Après les attaques d'hier à Kaboul et dans la province de Paktia, le Secrétaire général de l'ONU appelle toutes les forces disponibles en Afghanistan à prendre les mesures de sécurité nécessaires au processus électoral en cours.

Le Secrétaire général est profondément préoccupé par les violentes attaques qui ont été perpétrées hier dimanche à Kaboul, dans la capitale afghane, ainsi que dans la province de Paktia, est-il indiqué dans la déclaration communiquée aujourd'hui pas son parole.

Dans ce texte, Kofi Annan se dit particulièrement touché par le nombre élevé de morts et de blessés parmi lesquels on compte des enfants.

Il appelle le Gouvernement de l'Afghanistan, la Force internationale d'assistance à la sécurité en Afghanistan (FIAS) dirigée par l'OTAN et les forces de la Coalition à prendre les mesures de sûreté et de sécurité nécessaires pour appuyer ceux qui travaillent au processus électoral en cours.

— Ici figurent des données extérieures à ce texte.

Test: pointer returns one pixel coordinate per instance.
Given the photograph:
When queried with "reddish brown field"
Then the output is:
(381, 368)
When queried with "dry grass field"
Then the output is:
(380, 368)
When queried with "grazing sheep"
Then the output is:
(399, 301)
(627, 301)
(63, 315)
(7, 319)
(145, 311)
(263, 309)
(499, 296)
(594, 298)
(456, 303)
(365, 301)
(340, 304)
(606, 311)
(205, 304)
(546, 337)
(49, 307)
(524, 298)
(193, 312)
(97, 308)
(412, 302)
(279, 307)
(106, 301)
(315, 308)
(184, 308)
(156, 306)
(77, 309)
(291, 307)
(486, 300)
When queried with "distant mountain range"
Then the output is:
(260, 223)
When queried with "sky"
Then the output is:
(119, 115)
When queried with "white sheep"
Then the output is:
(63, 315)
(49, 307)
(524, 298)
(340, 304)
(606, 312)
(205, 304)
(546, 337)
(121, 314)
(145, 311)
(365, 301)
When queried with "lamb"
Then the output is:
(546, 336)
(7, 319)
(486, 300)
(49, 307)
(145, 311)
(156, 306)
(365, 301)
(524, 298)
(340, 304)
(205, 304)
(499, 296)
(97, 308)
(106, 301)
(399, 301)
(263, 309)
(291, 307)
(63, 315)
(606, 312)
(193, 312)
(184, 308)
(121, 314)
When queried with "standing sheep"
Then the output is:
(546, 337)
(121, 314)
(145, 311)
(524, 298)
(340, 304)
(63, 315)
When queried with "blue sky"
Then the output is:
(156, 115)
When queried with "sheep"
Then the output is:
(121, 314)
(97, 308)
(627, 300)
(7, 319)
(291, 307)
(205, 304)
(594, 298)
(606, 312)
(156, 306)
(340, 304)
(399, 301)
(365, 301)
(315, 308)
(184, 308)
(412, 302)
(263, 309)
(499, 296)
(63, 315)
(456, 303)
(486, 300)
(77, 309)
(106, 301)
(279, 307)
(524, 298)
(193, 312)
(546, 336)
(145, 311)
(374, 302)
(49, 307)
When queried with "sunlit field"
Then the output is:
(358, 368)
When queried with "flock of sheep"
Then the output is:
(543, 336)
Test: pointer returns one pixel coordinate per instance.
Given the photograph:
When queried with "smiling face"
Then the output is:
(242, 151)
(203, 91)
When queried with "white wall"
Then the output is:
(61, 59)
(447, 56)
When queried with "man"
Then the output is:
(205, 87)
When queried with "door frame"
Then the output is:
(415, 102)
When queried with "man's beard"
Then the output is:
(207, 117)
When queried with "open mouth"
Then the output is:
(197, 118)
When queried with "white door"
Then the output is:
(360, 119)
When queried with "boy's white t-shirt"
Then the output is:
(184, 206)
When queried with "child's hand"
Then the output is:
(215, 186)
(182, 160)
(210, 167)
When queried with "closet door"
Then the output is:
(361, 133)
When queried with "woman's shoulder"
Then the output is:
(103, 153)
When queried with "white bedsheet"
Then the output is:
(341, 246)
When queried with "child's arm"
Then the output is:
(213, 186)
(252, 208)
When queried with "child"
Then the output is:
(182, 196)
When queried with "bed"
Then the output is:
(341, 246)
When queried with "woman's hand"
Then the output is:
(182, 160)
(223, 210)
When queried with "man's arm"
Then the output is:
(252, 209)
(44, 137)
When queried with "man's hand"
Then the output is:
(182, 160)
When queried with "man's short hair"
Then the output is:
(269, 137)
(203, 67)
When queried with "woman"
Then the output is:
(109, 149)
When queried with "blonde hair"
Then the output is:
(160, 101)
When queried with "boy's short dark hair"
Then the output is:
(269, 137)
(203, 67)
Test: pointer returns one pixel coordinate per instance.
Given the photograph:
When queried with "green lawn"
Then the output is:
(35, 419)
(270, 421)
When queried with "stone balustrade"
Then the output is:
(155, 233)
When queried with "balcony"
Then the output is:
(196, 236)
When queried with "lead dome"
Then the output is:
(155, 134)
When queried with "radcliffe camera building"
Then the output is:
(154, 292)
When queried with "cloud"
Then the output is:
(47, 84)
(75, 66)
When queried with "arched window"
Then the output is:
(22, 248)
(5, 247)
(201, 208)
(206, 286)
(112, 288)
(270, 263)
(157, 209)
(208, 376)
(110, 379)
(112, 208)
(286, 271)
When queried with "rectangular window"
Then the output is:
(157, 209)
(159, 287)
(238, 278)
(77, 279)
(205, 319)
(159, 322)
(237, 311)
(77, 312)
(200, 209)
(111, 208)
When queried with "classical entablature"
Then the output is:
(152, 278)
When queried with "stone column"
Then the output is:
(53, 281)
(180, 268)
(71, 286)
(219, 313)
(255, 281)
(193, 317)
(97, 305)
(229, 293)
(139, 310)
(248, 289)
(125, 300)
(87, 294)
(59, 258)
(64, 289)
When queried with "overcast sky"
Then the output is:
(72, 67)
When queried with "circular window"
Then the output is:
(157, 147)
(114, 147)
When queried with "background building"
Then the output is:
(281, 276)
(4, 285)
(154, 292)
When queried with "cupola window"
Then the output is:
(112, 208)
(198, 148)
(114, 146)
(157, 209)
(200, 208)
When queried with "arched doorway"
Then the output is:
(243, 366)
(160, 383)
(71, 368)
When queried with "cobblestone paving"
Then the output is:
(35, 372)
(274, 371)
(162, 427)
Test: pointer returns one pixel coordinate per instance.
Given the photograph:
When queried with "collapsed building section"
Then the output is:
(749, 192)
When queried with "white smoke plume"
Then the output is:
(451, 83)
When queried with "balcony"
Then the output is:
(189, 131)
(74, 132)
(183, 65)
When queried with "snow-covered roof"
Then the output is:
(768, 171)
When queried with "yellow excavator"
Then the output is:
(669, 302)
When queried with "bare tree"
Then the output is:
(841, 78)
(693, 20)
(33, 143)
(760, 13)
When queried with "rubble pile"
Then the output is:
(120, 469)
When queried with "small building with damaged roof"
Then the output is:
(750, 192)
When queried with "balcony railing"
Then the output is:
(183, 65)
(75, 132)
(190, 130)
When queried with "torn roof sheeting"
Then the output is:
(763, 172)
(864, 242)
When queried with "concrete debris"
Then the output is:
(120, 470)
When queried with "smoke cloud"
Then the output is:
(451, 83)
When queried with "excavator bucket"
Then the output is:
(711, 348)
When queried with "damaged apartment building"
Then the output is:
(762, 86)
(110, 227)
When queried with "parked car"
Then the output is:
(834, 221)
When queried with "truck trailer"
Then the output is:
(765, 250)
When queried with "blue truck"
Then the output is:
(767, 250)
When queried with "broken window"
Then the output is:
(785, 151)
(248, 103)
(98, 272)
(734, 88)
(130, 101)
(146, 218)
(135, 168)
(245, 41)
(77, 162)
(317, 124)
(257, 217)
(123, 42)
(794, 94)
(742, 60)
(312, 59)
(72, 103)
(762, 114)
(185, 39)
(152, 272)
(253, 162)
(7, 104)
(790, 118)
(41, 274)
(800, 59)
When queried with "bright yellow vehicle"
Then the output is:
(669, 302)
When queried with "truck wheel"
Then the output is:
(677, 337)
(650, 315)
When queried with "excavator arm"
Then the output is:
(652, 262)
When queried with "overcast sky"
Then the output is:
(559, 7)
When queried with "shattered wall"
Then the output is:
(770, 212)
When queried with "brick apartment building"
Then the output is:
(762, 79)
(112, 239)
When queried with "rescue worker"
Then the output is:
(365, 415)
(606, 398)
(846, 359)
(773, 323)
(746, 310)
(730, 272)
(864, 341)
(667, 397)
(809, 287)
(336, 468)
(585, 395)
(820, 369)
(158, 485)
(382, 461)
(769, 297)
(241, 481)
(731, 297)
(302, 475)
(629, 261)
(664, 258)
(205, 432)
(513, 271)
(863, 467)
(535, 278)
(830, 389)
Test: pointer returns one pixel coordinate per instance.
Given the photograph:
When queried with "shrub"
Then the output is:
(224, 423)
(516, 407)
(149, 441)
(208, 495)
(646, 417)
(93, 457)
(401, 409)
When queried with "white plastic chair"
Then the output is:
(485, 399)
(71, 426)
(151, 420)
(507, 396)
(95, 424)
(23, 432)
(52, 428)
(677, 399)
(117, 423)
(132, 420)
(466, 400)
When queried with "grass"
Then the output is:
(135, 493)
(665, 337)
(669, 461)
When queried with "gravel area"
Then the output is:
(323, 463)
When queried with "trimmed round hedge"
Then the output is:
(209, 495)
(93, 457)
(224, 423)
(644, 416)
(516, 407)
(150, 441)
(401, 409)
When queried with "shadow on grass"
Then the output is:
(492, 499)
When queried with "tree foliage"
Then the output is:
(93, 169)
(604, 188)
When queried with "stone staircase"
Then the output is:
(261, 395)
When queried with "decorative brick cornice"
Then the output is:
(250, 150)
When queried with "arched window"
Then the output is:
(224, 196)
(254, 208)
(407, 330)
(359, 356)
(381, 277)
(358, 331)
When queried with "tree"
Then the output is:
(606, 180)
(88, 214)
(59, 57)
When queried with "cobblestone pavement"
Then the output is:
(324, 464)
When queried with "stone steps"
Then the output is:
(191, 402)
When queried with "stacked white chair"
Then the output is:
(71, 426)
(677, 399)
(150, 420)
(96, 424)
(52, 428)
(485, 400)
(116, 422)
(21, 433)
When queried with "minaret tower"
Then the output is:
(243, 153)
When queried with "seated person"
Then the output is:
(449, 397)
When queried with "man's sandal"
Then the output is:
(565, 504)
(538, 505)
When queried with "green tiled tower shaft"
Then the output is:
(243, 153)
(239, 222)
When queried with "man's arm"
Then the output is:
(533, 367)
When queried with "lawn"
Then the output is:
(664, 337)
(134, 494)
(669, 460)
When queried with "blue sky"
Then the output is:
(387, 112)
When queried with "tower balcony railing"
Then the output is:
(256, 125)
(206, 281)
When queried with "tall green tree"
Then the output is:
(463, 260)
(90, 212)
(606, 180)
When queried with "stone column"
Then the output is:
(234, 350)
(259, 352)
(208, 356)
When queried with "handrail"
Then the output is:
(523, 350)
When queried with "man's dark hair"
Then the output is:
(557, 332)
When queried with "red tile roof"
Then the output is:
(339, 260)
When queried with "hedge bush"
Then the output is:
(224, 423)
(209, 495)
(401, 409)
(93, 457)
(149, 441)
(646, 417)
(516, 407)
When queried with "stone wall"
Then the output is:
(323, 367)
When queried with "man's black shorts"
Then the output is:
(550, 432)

Parallèlement la Mission d'assistance des Nations Unies en Afghanistan (MANUA) signale qu'une attaque qui n'a pas fait de victimes, s'est produit, samedi en fin de matinée dans le district de Rodat, province de Nangarhar, lorsqu'une voiture de l'Organe mixte d'administration des élections, le JEMB selon son acronyme anglais, avec, à son bord, deux coordonnateurs nationaux, a été touchée par un engin explosif qui aurait été, selon les premiers résultats de l'enquête, actionné par télécommande.

Le 25 août dernier, le Représentant spécial de l'ONU pour l'Afghanistan, Jean Arnault, alertait la communauté internationale, lors de sa présentation de la situation dans le pays devant le Conseil de sécurité, sur les risques encourus par l'Afghanistan en phase préélectorale.

Les Taliban et autres groupes extrémistes n'ont pas réussi à faire dérailler, de façon significative, la phase des inscriptions électorales, soulignait-il, ajoutant cependant que des informations concordantes signalaient l'intention de ces groupes de procéder à une escalade de leurs attaques en phase immédiatement préélectorale.

Jean Arnault avait alors plaidé en faveur d'une action qui aille au-delà du plan de sécurité existant dont il avait souligné qu'il reposait sur des forces armées déployées au maximum de leur capacité dans l'ensemble du pays au point de s'en trouver affaiblies.